Because the Heart of Gold spaceship is powered by the “Infinite Improbability Drive,” it naturally represents the strange and “improbable” things that happen in life and, of course, the novel itself. As Trillian and Zaphod fly through space in this aircraft, they try to calculate the measures of improbability that fuel the ship, but they find themselves unable to do so because they eventually arrive at an “irrational number that only has a conventional meaning in Improbability Physics.” In this way, the notion of improbability in the novel remains abstract and unfathomable. In turn, readers’ inability to fully grasp the logic underlying this central plot point forces them to proceed through the story with a certain suspension of disbelief. In this way, the Heart of Gold comes to represent not only improbability, but also the idea of accepting uncertainty.
The Heart of Gold Quotes in The Hitchhiker’s Guide to the Galaxy
The principle of generating small amounts of finite improbability by simply hooking the logic circuits of a Bambleweeny 57 Sub-Meson Brain to an atomic vector plotter suspended in a strong Brownian Motion producer (say a nice hot cup of tea) were of course well understood […]. [One] thing [scientists] couldn’t stand was the perpetual failure they encountered in trying to construct a machine which could generate the infinite improbability field needed to flip a spaceship across the mind-paralyzing distances between the farthest stars, and in the end they grumpily announced that such a machine was virtually impossible.
Then, one day, a student […] found himself reasoning this way:
If, he thought to himself, such a machine is a virtual impossibility, then it must logically be a finite improbability. So all I have to do in order to make one is to work out exactly how improbable it is, feed that figure into the finite improbability generator, give it a fresh cup of really hot tea…and turn it on!
“Can we work out,” said Zaphod, “from their point of view what the Improbability of their rescue was?”
“Yes, that’s a constant,” said Trillian, “two to the power of two hundred and seventy-six thousand, seven hundred and nine to one against.”
“That’s high. They’re two lucky lucky guys.”
“Yes.”
“But relative to what we were doing when the ship picked them up…”
Trillian punched up the figures. They showed two-to-the-power-of-Infinity-minus-one to one against (an irrational number that only has a conventional meaning in Improbability Physics).
The Heart of Gold fled on silently through the night of space, now on conventional photon drive. Its crew of four were ill at ease knowing that they had been brought together not of their own volition or by simple coincidence, but by some curious perversion of physics—as if relationships between people were susceptible to the same laws that governed the relationships between atoms and molecules.
As the ship’s artificial night closed in they were each grateful to retire to separate cabins and try to rationalize their thoughts.

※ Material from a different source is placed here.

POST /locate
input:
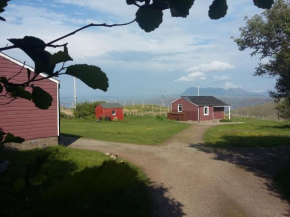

This is a complete record of [the sperm whale’s] thought from the moment it began its life till the moment it ended it.
Ah…! What’s happening? it thought.
Er, excuse me, who am I?
Hello?
Why am I here? What’s my purpose in life?
What do I mean by who am I?
Calm down, get a grip now…oh! this is an interesting sensation, what is it? It’s a sort of…yawning, tingling sensation in my…my…well, I suppose I’d better start finding names for things if I want to make any headway in what for the sake of what I shall call an argument I shall call the world, so let’s call it my stomach.
[…] What’s this thing? This…let’s call it a tail—yeah, tail. Hey! I can really thrash it about pretty good, can’t I? Wow! Wow! That feels great! Doesn’t seem to achieve very much but I’ll probably find out what it’s for later on. Now, have I built up any coherent picture of things yet?